Un soir au lac

Après deux étés passés dans les grands espaces américains, nous avons pris cette année le chemin de cette maison du sud-ouest de la France qui est presque devenue une maison de famille. Un départ à l’aube et 7 heures de route plus tard, il nous a suffi de passer le portail pour retrouver nos habitudes.

Les serviettes de plage et les sandales que nous avions abandonnées la dernière fois étaient toujours là. La clé de la piscine était suspendue dans la grange, près du petit congélateur qui ne contient que des glaces. Les grands pins du jardin et cette chambre dans laquelle il fait toujours trop chaud nous ont signifié que les vacances avaient commencé. Enfin.

Après une matinée de marche dans les bois, une sieste et un après-midi de piscine à n’en plus finir, nous avons pris le chemin du marché nocturne avant même la tombée de la nuit. Les commerçants mettaient en place leurs étals, ni les crêpes ni les glaces n’étaient encore prêtes. Théodore a dansé avec entrain sur une chanson des années 80. Le genre de chanson que l’on a tous vaguement honte de connaître par cœur mais que l’on est toujours, au fond, un peu heureux d’entendre.

Un monsieur tout droit sorti d’un film de Tim Burton s’est planté devant nous avec à la main la plus grosse barbe à papa du monde. Il nous a dit qu’il offrait toujours sa première création de la soirée et l’a tendu à Théodore : « Aujourd’hui, elle est pour toi. » Pas le moins du monde décontenancé par cette immense soucoupe volante de sucre bleu derrière laquelle la moitié de son corps était pourtant en train de disparaître, il a dit merci dans un sourire déjà collant et cotonneux.

J’ai regardé le ciel rose au dessus du lac tout proche. Nous savions bien comment tout cela allait se terminer mais nous n’avons pas interdit à Théodore de se tremper les pieds.
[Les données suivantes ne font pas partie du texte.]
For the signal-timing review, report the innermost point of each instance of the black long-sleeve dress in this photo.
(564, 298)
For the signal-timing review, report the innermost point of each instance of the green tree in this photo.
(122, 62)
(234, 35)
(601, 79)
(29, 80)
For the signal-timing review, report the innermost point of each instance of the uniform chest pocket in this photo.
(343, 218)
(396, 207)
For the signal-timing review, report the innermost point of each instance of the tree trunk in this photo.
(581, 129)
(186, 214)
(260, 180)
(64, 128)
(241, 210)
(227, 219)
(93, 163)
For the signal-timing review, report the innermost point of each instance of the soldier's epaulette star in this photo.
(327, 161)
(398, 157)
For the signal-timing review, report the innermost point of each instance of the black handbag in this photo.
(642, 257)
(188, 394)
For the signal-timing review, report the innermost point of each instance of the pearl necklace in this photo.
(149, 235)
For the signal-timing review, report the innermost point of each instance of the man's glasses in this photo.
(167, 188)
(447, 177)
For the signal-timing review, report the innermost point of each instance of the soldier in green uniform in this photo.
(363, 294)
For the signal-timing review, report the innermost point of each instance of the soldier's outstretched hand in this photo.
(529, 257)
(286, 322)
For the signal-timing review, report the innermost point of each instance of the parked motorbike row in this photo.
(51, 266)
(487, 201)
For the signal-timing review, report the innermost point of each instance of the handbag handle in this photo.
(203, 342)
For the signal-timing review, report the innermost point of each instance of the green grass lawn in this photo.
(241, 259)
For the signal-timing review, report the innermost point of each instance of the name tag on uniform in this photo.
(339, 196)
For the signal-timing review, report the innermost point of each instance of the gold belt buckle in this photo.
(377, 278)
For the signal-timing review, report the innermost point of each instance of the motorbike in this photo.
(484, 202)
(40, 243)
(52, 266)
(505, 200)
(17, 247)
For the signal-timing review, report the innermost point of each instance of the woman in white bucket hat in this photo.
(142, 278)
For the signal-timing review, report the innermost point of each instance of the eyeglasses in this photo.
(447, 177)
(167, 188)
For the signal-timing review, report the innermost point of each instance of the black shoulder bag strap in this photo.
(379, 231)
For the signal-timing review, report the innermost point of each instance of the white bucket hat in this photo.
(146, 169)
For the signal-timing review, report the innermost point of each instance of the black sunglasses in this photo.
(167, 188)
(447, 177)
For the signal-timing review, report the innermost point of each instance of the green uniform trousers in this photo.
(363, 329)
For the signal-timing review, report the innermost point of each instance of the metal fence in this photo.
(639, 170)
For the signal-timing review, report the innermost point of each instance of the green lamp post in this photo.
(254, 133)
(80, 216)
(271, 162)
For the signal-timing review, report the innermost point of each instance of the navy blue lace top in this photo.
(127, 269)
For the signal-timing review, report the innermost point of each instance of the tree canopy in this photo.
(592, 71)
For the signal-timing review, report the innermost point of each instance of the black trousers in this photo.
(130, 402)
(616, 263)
Il a avancé lentement vers le soleil couchant en tenant son short. Rapidement, il n’y a plus rien eu à préserver alors nous l’avons débarrassé de ses vêtements trempés. Il s’est assis dans l’eau, ne laissant dépasser que sa tête. Puis il a sauté, couru, plongé. Nous l’avons attendu assis sur le sable encore chargé de la chaleur de la journée.

A sa gauche des adolescents chahutaient à califourchon sur un canoë, à droite un père montrait à son fils comment nager avec des palmes. Je n’avais ni montre ni téléphone, il aurait pu être 19H comme 22, vendredi ou dimanche.

Lorsqu’il est sorti de l’eau  nous l’avons frictionné avec un t-shirt avant de l’installer encore ruisselant dans la voiture. Arrivés à la maison je l’ai porté jusqu’à la salle de bain, le sable lui collait aux pieds. Son horaire de coucher habituel était dépassé depuis longtemps mais il avait envie de parler, encore et encore. De son copain Léon qui vit désormais en Inde, du chat aimé enterré dans le jardin, d’une échelle si grande qu’elle permettrait de toucher le ciel. Tu crois que c’est possible, maman ?

Il s’est endormi en quelques minutes dans ce lit beaucoup trop grand pour lui, le visage rayonnant de tous les interdits bravés pendant la soirée. C’était le premier soir des vacances, ou peut-être le deuxième.